The Hurdles to Overcome
Security experts say many banks are not ready to comply with the PSD2 strong customer authentication requirement because they face technical and operational challenges as well as budgetary constraints.
“The bottlenecks for banks to comply with the PSD2 standards are the complexity of requirements owing to the competing environments of the third parties, particularly in the context of potential deployment of APIs, identity and security,” says Gavin Littlejohn, chairman of the Financial Data and Technology and Association, a global association for financial services companies.

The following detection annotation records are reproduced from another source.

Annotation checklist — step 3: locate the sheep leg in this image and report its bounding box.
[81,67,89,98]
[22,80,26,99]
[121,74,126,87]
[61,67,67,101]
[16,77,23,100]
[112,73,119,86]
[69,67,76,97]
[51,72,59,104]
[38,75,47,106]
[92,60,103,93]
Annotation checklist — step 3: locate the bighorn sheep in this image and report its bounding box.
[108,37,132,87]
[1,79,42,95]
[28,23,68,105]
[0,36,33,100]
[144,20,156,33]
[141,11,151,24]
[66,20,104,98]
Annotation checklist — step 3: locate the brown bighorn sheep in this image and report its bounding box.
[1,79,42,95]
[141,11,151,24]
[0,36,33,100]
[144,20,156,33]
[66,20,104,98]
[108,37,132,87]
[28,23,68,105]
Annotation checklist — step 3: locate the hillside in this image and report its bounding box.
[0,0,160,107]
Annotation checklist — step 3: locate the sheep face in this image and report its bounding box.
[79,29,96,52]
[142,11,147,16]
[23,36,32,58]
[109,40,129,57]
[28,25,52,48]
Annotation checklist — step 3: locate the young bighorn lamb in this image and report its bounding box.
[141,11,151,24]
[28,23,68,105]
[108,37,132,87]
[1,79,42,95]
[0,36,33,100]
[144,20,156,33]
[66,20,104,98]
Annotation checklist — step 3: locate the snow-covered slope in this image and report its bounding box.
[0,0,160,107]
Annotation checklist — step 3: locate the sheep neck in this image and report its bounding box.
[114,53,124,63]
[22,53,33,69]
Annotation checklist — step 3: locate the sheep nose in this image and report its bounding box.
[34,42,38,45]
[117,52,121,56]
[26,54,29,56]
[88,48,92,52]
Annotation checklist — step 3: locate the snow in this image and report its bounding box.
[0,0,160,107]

Michael Lynch, chief strategy and product officer at Deep Labs, an IT services firm, says many European banks and payment service providers lack the necessary technologies to meet the authentication requirements.
“The problem is, it requires a deep understanding of technical and security components to understand and design a solution for the requirements. The banks are not geared up to provide a platform for the transaction risk analysis, leveraging data signals and new technologies such as context-aware machine intelligence.”
Lynch says that banks preparing to comply with the new mandate need to make multiple investments beyond authentication technologies, such as malware detection and secure communication via encryption.
But one of the most significant challenges, security experts say, is putting in place the necessary APIs to enable authentication transactions with merchants processors and fintech firms.